Section 386 of the Fair Work Act 2009 (Cth) (FW Act) sets out the meaning of ‘dismissed’:
(1) A person has been dismissed if:
(a) the person’s employment with his or her employer has been terminated on the employer’s initiative; or
(b) the person has resigned from his or her employment, but was forced to do so because of conduct, or a course of conduct, engaged in by his or her employer.
Section 385 of the FW Act sets out what is an unfair dismissal:
A person has been unfairly dismissed if FWA is satisfied that:
(a) the person has been dismissed; and
(b) the dismissal was harsh, unjust or unreasonable; and
(c) the dismissal was not consistent with the Small Business Fair Dismissal Code; and
(d) the dismissal was not a case of genuine redundancy.
Was the Applicant dismissed?
Despite the Owner’s claims, the FWC did not accept that the Applicant said anything to suggest that he was resigning from his position on 25 August 2020, and found the medical certificate provided by the Applicant to be strong evidence to support the Applicant’s version of events, being that he left the workplace because he was stressed. The FWC found instead that the employment was terminated on 1 September 2020, at the Respondent’s initiative, when the Operations Manager advised him that he was no longer an employee of the Company and asked him to leave.
Was the dismissal harsh, unjust, or unreasonable?
Deputy President Saunders found that the Respondent had a valid reason to terminate the Applicant’s employment by reason of the Applicant punching the wall and damaging it. The Deputy President noted that the Applicant was rightly frustrated and while he did not yell, abuse, threaten, or curse at anyone, as was claimed by the Respondent, his conduct gave the employer a well-founded reason to terminate.
The FWC found that the Applicant was not notified of the reason for this dismissal, or given an opportunity to respond, because the Respondent had wrongly assumed the Applicant had abandoned his employment. Deputy President Saunders referred to a number of mitigating factors that he considered relevant to his assessment of the Applicant’s conduct. In particular, he noted that the Applicant was justifiably frustrated and angry at the Respondent for having consistently refused to provide him with payslips. In addition to this, the Owner had called the Applicant a liar and a moron, which the FWC called ‘inappropriate’ as the Respondent had failed to comply with their legal obligation to give the Applicant payslips.

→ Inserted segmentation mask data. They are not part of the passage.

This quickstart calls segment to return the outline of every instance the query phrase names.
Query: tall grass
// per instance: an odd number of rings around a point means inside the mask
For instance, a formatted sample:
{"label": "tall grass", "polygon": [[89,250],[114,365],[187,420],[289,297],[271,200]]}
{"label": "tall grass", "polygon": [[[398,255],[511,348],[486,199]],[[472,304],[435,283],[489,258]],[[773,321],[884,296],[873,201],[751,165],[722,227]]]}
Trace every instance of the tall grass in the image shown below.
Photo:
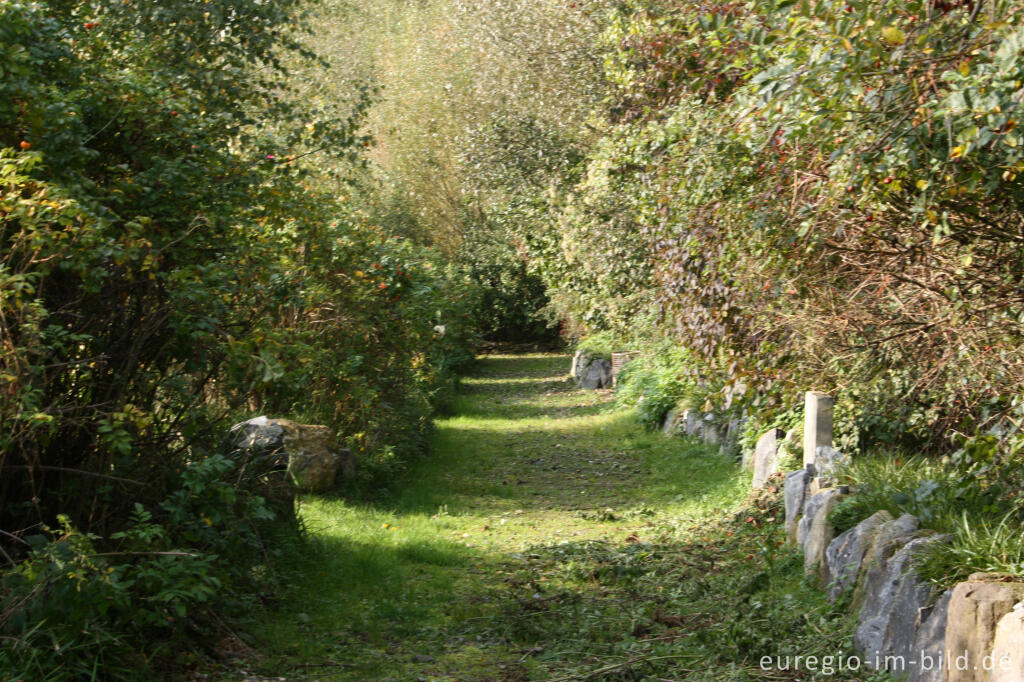
{"label": "tall grass", "polygon": [[1024,576],[1024,527],[1012,500],[953,462],[876,453],[854,459],[840,480],[854,494],[829,517],[837,531],[884,509],[894,517],[913,514],[922,528],[952,536],[919,557],[923,578],[949,585],[977,571]]}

Despite the Respondent having a valid reason to terminate, the FWC held that, due to its own conduct in failing to comply with its obligations to give the Applicant his payslips and for not affording him procedural fairness, the Applicant had been unfairly dismissed.
The Take Home
The employer in this scenario mistakenly assumed that the employee had abandoned their position and had therefore not gone through the necessary procedure for termination. Even with a valid reason for termination, the FWC will find a dismissal to be unfair under section 385 of the FW Act if the employee has not been afforded procedural fairness. In this case, the employer’s failure to provide the employee with his payslips only aggravated the finding that the employee’s termination was unfair. The FWC and Courts take this matter very seriously. Employees rely on receiving their payslips in order to be able to verify that they are being paid their correct entitlements. It is equally a safeguard for employers to ensure that any underpayments made by mistake or oversight are brought to their attention and rectified as soon as possible, before the Fair Work Ombudsman, the FWC, or a Court has to get involved.